5

As a part of data workflow I need to modify values in a subset of dask dataframe columns and pass the results for further computation. In particular, I'm interested in 2 cases: mapping columns and mapping partitions. What is the recommended safe & performant way to act on the data? I'm running it a distributed setup on a cluster with multiple worker processes on each host.

Case1.

I want to run:

res = dataframe.column.map(func, ...)

this returns a data series so I assume that original dataframe is not modified. Is it safe to assign a column back to the dataframe e.g. dataframe['column']=res? Probably not. Should I make a copy with .copy() and then assign result to it like:

dataframe2 = dataframe.copy()
dataframe2['column'] = dataframe.column.map(func, ...)

Any other recommended way to do it?

Case2

I need to map partitions of the dataframe:

df.map_partitions(mapping_func, meta=df)

Inside the mapping_func() I want to modify values in chosen columns, either by using partition[column].map or simply by creating a list comprehension. Again, how do modify the partition safely and return it from the mapping function?

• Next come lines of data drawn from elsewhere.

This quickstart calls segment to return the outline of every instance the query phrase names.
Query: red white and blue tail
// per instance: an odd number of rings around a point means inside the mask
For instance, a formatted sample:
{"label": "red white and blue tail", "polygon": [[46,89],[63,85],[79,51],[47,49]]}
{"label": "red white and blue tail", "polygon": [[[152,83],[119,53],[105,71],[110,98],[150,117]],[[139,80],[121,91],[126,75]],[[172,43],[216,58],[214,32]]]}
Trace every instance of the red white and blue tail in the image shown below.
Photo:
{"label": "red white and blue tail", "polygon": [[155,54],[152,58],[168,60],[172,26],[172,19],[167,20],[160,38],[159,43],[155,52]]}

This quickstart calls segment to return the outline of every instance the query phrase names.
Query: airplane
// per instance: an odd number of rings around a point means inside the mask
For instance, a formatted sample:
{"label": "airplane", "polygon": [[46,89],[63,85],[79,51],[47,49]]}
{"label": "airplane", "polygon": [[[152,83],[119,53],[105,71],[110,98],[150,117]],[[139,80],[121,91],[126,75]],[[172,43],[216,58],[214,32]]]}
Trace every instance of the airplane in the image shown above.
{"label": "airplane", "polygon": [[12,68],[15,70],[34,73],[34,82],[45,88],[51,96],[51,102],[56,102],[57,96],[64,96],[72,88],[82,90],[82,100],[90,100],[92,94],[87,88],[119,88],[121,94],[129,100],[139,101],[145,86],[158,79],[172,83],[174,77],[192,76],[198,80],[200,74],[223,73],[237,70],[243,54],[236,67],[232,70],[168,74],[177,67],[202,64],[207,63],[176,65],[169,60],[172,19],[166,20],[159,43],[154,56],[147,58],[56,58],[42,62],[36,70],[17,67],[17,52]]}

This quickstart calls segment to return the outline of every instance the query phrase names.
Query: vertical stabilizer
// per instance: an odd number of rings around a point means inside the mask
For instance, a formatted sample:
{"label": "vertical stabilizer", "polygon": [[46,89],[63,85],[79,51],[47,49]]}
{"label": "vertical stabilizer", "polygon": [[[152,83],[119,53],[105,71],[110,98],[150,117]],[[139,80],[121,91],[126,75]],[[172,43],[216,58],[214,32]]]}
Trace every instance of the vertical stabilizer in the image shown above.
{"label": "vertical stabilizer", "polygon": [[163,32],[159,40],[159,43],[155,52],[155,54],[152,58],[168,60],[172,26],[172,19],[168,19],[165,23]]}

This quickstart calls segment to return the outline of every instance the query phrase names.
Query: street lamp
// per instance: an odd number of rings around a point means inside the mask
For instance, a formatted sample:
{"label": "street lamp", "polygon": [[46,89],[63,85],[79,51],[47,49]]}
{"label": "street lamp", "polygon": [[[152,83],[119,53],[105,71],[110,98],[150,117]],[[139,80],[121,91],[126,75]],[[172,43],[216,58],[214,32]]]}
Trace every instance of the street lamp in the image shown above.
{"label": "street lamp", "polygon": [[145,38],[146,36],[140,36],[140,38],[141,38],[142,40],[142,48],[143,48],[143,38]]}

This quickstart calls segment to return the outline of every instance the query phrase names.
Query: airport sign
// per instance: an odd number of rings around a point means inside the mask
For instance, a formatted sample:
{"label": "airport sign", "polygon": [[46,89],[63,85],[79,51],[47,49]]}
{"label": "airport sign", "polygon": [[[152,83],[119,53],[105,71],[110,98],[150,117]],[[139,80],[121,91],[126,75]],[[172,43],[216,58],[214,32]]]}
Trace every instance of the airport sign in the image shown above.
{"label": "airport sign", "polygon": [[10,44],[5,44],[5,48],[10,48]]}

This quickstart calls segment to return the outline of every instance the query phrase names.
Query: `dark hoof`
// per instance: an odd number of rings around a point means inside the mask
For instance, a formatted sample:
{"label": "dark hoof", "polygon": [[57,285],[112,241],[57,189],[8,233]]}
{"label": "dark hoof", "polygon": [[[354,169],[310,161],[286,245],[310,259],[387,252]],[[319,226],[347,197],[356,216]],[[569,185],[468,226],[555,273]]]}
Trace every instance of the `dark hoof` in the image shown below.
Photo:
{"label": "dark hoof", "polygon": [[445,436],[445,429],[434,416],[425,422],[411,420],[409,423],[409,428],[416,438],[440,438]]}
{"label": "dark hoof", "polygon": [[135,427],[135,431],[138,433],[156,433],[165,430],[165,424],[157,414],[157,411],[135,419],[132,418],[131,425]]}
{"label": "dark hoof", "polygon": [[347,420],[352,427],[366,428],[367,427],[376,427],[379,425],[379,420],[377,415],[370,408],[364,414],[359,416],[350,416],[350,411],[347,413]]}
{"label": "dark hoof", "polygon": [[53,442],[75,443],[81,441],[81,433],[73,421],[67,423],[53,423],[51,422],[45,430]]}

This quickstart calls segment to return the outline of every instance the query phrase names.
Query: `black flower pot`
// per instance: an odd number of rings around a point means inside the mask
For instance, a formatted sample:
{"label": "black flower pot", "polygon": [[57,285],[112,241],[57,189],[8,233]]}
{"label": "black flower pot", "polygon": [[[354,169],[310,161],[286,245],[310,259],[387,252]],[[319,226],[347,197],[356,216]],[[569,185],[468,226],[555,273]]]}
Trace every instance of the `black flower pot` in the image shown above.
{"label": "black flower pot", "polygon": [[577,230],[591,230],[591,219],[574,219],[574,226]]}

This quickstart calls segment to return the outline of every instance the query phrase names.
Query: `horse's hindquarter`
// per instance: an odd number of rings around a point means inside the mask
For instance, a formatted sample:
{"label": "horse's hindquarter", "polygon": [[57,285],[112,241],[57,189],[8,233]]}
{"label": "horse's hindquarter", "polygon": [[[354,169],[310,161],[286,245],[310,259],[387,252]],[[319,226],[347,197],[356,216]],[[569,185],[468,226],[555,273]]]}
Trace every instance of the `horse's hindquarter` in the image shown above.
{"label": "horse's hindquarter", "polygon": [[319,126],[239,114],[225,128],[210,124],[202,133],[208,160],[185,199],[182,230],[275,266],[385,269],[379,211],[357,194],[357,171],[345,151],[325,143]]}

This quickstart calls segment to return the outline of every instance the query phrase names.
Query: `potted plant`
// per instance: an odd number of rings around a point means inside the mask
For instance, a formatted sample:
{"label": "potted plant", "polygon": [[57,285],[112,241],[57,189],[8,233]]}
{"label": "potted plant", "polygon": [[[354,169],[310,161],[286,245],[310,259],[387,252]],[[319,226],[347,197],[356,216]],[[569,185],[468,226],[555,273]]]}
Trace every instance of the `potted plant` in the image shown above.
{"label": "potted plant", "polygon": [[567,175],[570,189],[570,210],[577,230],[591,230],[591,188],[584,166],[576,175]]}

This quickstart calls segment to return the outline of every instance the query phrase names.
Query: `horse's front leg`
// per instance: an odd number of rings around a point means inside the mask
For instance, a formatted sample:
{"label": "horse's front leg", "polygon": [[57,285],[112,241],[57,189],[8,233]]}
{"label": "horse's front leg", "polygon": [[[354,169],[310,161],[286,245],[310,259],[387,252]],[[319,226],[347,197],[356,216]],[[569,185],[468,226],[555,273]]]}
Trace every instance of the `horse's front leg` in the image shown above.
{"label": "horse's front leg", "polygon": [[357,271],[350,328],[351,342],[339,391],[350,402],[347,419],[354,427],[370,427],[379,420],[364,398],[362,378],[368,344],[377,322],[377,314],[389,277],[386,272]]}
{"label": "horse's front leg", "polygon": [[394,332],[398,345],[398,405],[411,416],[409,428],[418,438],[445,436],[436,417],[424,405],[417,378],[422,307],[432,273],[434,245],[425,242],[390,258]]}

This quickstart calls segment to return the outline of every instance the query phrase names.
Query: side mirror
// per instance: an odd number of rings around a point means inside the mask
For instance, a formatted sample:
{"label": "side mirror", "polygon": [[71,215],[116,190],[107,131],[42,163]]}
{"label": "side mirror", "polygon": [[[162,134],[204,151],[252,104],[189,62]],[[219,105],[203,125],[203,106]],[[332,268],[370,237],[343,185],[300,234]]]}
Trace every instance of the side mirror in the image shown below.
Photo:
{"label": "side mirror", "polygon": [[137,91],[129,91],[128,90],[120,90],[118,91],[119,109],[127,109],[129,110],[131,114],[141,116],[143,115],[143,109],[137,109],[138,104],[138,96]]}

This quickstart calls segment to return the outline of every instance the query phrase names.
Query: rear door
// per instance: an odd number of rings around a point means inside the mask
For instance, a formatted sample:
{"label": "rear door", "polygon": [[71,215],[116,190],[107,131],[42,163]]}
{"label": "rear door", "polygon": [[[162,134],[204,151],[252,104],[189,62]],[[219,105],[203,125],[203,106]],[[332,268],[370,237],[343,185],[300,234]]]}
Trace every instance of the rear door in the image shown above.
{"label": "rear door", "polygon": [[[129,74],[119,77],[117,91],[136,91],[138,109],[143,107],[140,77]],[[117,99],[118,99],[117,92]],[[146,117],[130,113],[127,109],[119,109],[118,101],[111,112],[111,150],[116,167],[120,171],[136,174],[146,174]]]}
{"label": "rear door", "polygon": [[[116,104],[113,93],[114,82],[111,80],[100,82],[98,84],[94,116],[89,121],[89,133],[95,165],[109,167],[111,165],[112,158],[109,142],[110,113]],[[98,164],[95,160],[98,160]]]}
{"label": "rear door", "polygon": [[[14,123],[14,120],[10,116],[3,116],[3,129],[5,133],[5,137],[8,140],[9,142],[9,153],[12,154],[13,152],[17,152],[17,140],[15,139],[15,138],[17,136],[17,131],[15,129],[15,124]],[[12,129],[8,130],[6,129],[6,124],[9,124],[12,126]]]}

Partition received by mapping function is a Pandas dataframe (copy of original data?) but while modifying data in-place I'm seeing some crashes (no exception/error messages though). Same goes for calling partition.copy(deep=False), it doesn't work. Should partition be deep copied and then modified in-place? Or should I always construct a new dataframe out of new/mapped column data and original/unmodified series/columns?

evilkonrex
  • 255
  • 2
  • 10

1 Answers1

4

You can safely modify a dask.dataframe

Operations like the following are supported and safe

df['col'] = df['col'].map(func)

This modifies the task graph in place but does not modify the data in place (assuming that the function func creates a new series).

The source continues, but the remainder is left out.